Last month, NASA submitted a five-page letter to the Federal Communications Commission outlining their concerns with SpaceX’s Starlink “mega-constellation” of satellites. Initially launched in May 2019, Starlink is a way of providing high-speed broadband internet across the world ‘beamed-down’ by a massive network of satellites in low Earth orbit (LEO). The network was originally intended to comprise 12,000 satellites, but at the end of 2019 SpaceX sought approval for an additional 30,000 satellites.
That’s a lot of satellites. But space is massive, so why be concerned?
Well, while space might be big, LEO is not. And it’s getting awfully crowded up there. Despite the fact that it’s been only 65 years since the launch of the first artificial Earth satellite, there are now more than 25,000 objects being tracked in orbit — with about 6,100 of these below 600km. The more objects in orbit, the greater the likelihood of a devastating impact. And collisions are so much worse in space. First, there are the extreme velocities in play: in order to maintain a LEO, satellites must travel at a mind-boggling speed of around 17,000mph. Second, there is the far more complicated way in which high-speed matter interacts in space. When two cars collide on Earth, there’s a brief moment of carnage before all movement comes to a halt. This is not so in LEO. Every time two objects impact, they shatter into many smaller pieces. And these pieces keep moving — exponentially increasing the likelihood of yet another collision. This “space junk cascade” is a real concern for anyone putting objects into orbit. It even has a name: the “Kessler Syndrome.” Small pieces of orbital debris might not sound like a huge problem — but at the ridiculously high speeds mentioned above, they are. A single 3mm piece of aluminum debris traveling at normal LEO orbital speed is equivalent in energy to a bowling ball traveling at 60mph.
Introducing an additional 42,000 satellites to the already crowded high-speed orbital highway greatly increases the chances of a devastating collision occurring. Indeed, that’s probably why Starlink already accounts for more than half of the close encounters in LEO. Such a collision will, at best, come at a huge financial cost and potentially create massive disruptions to worldwide communication. At worst, it may even lead to the loss of life. Just three months prior to NASA’s letter, a Chinese space station occupied by three astronauts had to take evasive action in order to avoid such a collision.

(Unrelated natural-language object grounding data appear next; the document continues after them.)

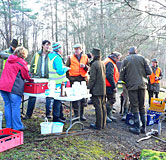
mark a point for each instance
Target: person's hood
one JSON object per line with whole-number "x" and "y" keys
{"x": 53, "y": 54}
{"x": 112, "y": 57}
{"x": 14, "y": 59}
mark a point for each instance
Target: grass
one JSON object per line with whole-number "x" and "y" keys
{"x": 67, "y": 148}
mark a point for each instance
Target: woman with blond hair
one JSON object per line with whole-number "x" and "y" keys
{"x": 12, "y": 87}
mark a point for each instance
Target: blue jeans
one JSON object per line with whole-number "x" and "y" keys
{"x": 31, "y": 106}
{"x": 12, "y": 110}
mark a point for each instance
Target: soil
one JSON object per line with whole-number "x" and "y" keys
{"x": 116, "y": 137}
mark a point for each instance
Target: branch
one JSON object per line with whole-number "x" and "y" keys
{"x": 151, "y": 14}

Starlink has also raised problems on the ground. The satellites are described as a “mega constellation” for a reason — they are clearly visible from the Earth’s surface. But the high speeds of these satellites mean they don’t move in concert with other constellations, and instead streak across the sky at a much faster rate. This is devastating for anyone (professional or amateur) seeking to photograph the night sky, since Starlink satellites appear as a bright line across any long-exposure astrophotography. As a result, these satellites now ‘photobomb’ a fifth of Caltech’s telescope images — images that are intended to detect (and warn us of) near-Earth orbit asteroids.
All of these problems have come about while Starlink has only around 1900 satellites (about 1/20th of its total expected network) in orbit. Things will only get worse as the network expands.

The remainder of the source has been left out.